Epsom Playhouse is the main theatre in Epsom and Ewell, Surrey, England.

==Performances==
This 406-seat theatre hosts internationally travelling casts and comedy acts as part of their tours and amateur productions.

===Annual events===
- The theatre hosts a summer film series.
- A Pre-Christmas and in the Twelve Days of Christmas: children's pantomime, such as Peter Pan, Snow White etc.

===Seasonal tours and productions===
To date the theatre has hosted opera, dance, drama and comedy as its main acts.

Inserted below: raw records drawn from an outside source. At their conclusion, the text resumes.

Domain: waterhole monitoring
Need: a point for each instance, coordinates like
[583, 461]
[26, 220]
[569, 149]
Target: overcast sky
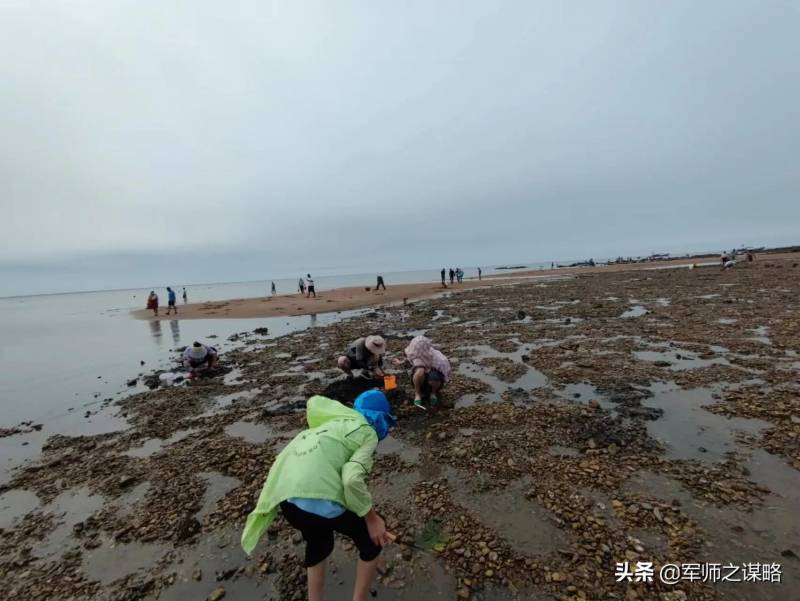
[144, 142]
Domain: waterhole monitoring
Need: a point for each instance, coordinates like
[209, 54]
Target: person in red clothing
[152, 302]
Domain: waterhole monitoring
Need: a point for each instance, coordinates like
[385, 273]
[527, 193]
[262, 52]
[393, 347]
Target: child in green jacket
[318, 481]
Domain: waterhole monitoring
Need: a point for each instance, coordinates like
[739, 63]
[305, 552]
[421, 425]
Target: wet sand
[345, 299]
[623, 416]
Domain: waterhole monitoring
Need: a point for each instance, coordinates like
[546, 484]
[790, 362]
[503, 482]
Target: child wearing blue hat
[318, 482]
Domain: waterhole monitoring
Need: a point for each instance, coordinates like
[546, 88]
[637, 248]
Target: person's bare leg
[419, 382]
[365, 575]
[344, 365]
[316, 581]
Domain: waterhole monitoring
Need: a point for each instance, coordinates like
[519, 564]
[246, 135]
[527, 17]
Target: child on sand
[319, 484]
[430, 369]
[365, 354]
[152, 302]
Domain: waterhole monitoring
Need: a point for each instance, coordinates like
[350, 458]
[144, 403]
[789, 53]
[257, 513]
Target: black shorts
[318, 533]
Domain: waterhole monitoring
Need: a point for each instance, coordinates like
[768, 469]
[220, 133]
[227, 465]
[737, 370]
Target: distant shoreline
[350, 298]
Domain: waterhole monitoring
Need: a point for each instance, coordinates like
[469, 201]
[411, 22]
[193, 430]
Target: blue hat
[373, 405]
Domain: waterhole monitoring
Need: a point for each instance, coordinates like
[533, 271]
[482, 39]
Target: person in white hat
[199, 358]
[365, 354]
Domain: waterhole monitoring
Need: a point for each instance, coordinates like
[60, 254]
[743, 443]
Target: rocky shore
[634, 415]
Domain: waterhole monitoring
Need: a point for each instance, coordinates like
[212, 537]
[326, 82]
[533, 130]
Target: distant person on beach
[365, 354]
[199, 358]
[319, 483]
[430, 369]
[171, 301]
[152, 302]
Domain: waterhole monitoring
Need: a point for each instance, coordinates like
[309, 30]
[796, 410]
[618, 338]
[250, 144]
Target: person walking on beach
[430, 369]
[152, 302]
[319, 483]
[171, 301]
[199, 358]
[365, 354]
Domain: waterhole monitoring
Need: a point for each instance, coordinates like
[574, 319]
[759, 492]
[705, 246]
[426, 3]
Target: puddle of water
[15, 504]
[430, 580]
[110, 562]
[221, 402]
[761, 334]
[679, 359]
[394, 446]
[523, 523]
[251, 432]
[215, 553]
[584, 392]
[69, 508]
[559, 451]
[217, 486]
[635, 311]
[686, 428]
[741, 536]
[154, 445]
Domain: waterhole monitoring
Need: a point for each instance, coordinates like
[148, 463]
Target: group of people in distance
[152, 301]
[456, 275]
[318, 482]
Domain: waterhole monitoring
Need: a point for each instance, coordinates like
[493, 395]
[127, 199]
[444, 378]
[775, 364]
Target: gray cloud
[279, 137]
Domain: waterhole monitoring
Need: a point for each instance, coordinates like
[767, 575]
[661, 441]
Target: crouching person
[199, 358]
[430, 369]
[318, 482]
[365, 354]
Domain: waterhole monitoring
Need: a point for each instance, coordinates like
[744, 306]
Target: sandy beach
[628, 415]
[345, 299]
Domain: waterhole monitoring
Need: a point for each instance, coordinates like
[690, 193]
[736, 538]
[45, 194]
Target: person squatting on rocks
[152, 302]
[430, 369]
[171, 306]
[365, 354]
[319, 483]
[199, 358]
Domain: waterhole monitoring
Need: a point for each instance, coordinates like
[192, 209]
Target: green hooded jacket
[331, 460]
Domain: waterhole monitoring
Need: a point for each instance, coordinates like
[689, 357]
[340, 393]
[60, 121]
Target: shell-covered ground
[648, 416]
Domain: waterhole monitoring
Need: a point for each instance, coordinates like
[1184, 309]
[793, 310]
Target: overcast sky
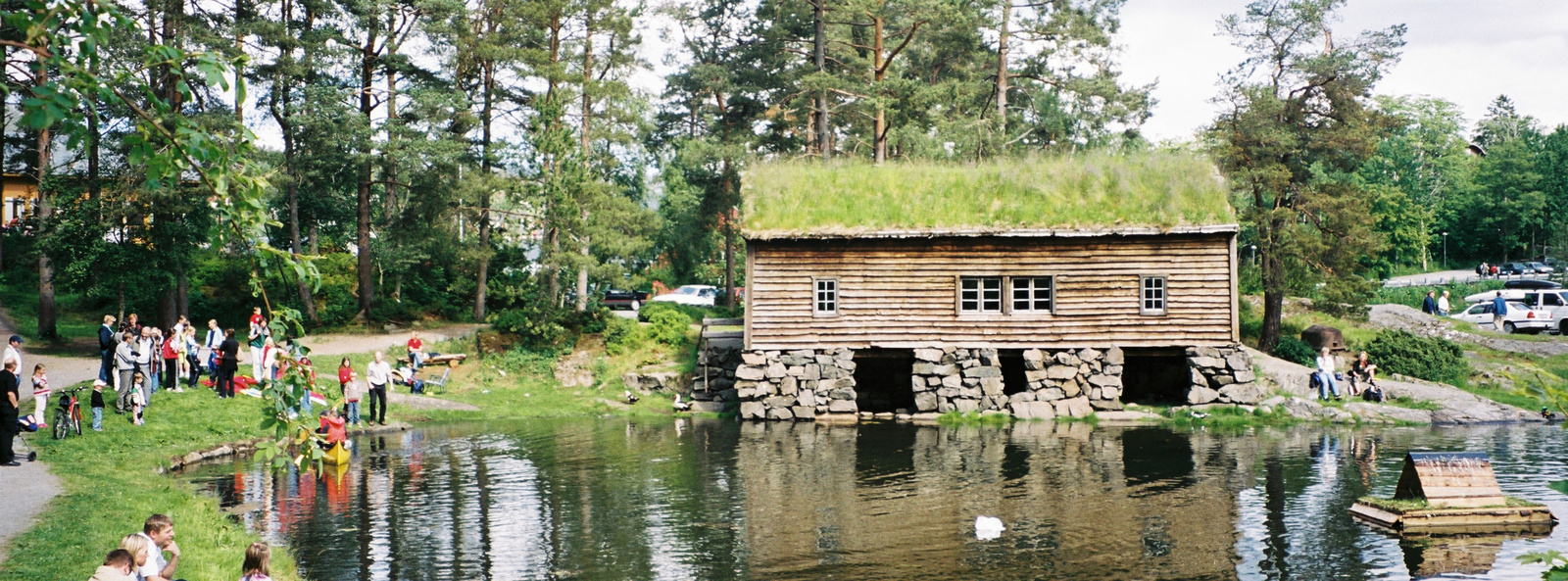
[1462, 50]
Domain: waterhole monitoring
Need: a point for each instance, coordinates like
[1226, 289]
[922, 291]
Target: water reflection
[715, 500]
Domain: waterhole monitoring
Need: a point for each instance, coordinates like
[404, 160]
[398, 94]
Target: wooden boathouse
[1018, 287]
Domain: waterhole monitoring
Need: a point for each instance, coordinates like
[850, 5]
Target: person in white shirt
[378, 374]
[1325, 376]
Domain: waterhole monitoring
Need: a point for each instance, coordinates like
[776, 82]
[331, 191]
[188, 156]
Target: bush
[670, 326]
[621, 335]
[1294, 351]
[1431, 359]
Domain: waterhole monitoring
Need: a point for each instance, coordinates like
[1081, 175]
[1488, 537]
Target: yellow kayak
[337, 455]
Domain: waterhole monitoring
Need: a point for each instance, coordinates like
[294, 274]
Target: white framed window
[825, 296]
[980, 295]
[1152, 296]
[1034, 295]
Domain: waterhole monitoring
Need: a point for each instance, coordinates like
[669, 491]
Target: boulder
[1243, 393]
[1074, 408]
[1201, 395]
[1032, 411]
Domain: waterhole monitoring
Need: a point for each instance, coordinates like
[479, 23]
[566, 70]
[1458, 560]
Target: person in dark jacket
[107, 343]
[227, 363]
[8, 413]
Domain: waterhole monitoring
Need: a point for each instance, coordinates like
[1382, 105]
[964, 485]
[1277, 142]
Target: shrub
[1431, 359]
[670, 326]
[621, 335]
[1294, 351]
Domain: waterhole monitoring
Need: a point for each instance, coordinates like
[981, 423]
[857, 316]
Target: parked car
[1529, 284]
[690, 295]
[1515, 268]
[1520, 318]
[624, 300]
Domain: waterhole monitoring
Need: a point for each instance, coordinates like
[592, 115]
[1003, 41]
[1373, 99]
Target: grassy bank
[109, 486]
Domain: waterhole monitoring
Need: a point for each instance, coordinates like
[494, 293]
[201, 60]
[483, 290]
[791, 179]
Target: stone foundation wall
[1071, 382]
[796, 384]
[956, 381]
[1222, 374]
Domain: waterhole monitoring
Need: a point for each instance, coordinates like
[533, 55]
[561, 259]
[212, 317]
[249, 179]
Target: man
[125, 366]
[416, 350]
[107, 343]
[378, 373]
[8, 413]
[212, 343]
[1499, 311]
[161, 530]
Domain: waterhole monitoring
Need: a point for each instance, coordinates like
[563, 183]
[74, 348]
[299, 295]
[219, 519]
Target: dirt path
[1411, 319]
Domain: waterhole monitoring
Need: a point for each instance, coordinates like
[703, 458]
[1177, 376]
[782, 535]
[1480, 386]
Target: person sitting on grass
[159, 530]
[258, 562]
[117, 567]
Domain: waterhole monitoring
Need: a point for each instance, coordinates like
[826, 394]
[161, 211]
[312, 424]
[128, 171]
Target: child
[98, 406]
[352, 392]
[39, 395]
[117, 567]
[138, 401]
[258, 562]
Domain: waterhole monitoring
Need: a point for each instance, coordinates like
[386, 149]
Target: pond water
[717, 500]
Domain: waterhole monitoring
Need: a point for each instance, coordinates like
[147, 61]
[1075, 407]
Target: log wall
[904, 293]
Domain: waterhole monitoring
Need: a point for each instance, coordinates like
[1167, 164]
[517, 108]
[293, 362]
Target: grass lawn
[110, 487]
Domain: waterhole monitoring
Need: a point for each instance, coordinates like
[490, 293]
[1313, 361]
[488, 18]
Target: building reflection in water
[712, 500]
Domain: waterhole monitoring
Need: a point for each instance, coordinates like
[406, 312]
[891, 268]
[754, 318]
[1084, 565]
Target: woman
[1325, 376]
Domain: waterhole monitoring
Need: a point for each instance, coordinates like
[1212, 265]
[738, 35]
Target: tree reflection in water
[715, 500]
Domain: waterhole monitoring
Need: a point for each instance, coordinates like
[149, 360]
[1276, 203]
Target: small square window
[825, 296]
[1152, 295]
[980, 295]
[1034, 295]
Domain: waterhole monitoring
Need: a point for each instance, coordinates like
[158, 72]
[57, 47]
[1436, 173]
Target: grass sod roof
[1068, 194]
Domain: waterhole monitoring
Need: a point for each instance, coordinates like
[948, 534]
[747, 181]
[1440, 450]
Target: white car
[1518, 319]
[690, 295]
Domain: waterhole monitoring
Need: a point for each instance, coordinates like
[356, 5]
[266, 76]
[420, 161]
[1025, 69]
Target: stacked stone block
[796, 384]
[1222, 374]
[956, 381]
[1071, 382]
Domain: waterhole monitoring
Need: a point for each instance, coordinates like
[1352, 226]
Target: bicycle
[68, 416]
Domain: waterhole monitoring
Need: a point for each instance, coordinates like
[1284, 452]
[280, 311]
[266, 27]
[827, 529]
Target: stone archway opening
[882, 381]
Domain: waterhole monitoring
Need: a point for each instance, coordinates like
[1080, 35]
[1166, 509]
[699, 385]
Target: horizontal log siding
[902, 293]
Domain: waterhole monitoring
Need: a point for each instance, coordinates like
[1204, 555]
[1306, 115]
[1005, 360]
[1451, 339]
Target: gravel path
[1413, 319]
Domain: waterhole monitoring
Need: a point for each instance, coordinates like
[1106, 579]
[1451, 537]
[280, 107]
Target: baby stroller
[27, 426]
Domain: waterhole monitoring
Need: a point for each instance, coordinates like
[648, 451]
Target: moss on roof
[1084, 191]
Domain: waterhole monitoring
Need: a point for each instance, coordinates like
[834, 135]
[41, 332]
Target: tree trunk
[819, 54]
[366, 265]
[1001, 70]
[46, 268]
[486, 118]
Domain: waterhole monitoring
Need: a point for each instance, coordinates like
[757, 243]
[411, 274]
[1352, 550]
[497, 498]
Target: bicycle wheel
[60, 424]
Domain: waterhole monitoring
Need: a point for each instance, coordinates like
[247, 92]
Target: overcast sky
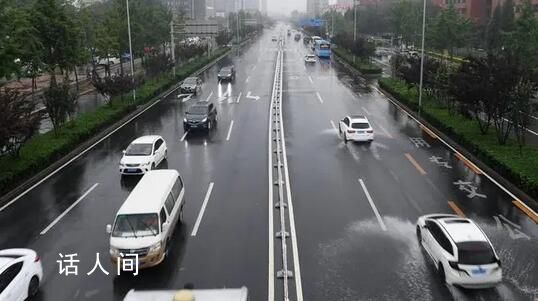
[287, 6]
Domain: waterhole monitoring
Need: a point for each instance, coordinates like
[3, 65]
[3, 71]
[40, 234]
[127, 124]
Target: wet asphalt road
[344, 253]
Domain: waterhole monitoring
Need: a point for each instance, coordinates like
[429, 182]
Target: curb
[520, 194]
[90, 143]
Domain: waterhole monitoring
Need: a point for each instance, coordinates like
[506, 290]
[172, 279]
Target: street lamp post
[130, 50]
[422, 59]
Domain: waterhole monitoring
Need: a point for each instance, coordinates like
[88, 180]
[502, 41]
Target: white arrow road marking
[252, 96]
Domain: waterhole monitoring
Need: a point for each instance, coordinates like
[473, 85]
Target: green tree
[450, 30]
[18, 120]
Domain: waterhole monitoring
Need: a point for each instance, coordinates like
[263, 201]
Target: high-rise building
[263, 6]
[312, 8]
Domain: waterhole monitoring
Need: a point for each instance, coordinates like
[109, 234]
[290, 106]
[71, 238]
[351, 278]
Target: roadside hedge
[364, 67]
[44, 149]
[520, 168]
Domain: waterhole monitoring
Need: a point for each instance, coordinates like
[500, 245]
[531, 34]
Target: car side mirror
[165, 227]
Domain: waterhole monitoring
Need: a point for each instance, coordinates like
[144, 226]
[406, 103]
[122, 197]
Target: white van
[146, 221]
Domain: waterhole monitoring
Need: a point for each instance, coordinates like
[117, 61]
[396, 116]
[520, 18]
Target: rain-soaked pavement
[345, 251]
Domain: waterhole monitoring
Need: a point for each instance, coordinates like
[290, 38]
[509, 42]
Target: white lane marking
[458, 153]
[84, 151]
[374, 208]
[202, 210]
[297, 267]
[334, 126]
[68, 209]
[384, 131]
[271, 259]
[230, 131]
[319, 97]
[209, 97]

In January 2009 the Playhouse celebrated its 25th anniversary with a specially commissioned production of Smokey Joe's Cafe.

==Location==
The Playhouse (as it is locally referred to) is in the south-western end of Epsom town centre, adjoining the Ashley Shopping Centre and car park. It was built as part of the Ashley Centre development in the early 1980s, opening in 1984. It is currently managed by Epsom and Ewell Borough Council.

== Amenities ==
Main auditorium, seating 406 people
- The Myers studio theatre
This seats up to 80 people and is used for jazz events, children's shows and community events
- Public bar and bistro, and a small private bar for hire
- Box office, toilets and reception areas.